I am working on a "counting days" problem almost identical to this one. I have a list of date(s), and need to count how many days used excluding duplicate, and handling the gaps. Same input and output.
From: Markus Jarderot
Input
ID d1 d2
1 2011-08-01 2011-08-08
1 2011-08-02 2011-08-06
1 2011-08-03 2011-08-10
1 2011-08-12 2011-08-14
2 2011-08-01 2011-08-03
2 2011-08-02 2011-08-06
2 2011-08-05 2011-08-09
Output
ID hold_days
1 11
2 8
SQL to find time elapsed from multiple overlapping intervals
But for the life of me I couldn't understand Markus Jarderot's solution.
SELECT DISTINCT
t1.ID,
t1.d1 AS date,
-DATEDIFF(DAY, (SELECT MIN(d1) FROM Orders), t1.d1) AS n
FROM Orders t1
LEFT JOIN Orders t2 -- Join for any events occurring while this
ON t2.ID = t1.ID -- is starting. If this is a start point,
AND t2.d1 <> t1.d1 -- it won't match anything, which is what
AND t1.d1 BETWEEN t2.d1 AND t2.d2 -- we want.

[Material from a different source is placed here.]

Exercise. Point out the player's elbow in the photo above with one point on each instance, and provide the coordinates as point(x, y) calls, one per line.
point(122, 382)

GROUP BY t1.ID, t1.d1, t1.d2
HAVING COUNT(t2.ID) = 0
Why is DATEDIFF(DAY, (SELECT MIN(d1) FROM Orders), t1.d1) picking from the min(d1) from the entire list? Is that regardless of ID.
And what does t1.d1 BETWEEN t2.d1 AND t2.d2 do? Is that to ensure only overlapped interval are calculated?
Same thing with group by, I think because if in the event the same identical period will be discarded? I tried to trace the solution by hand but getting more confused.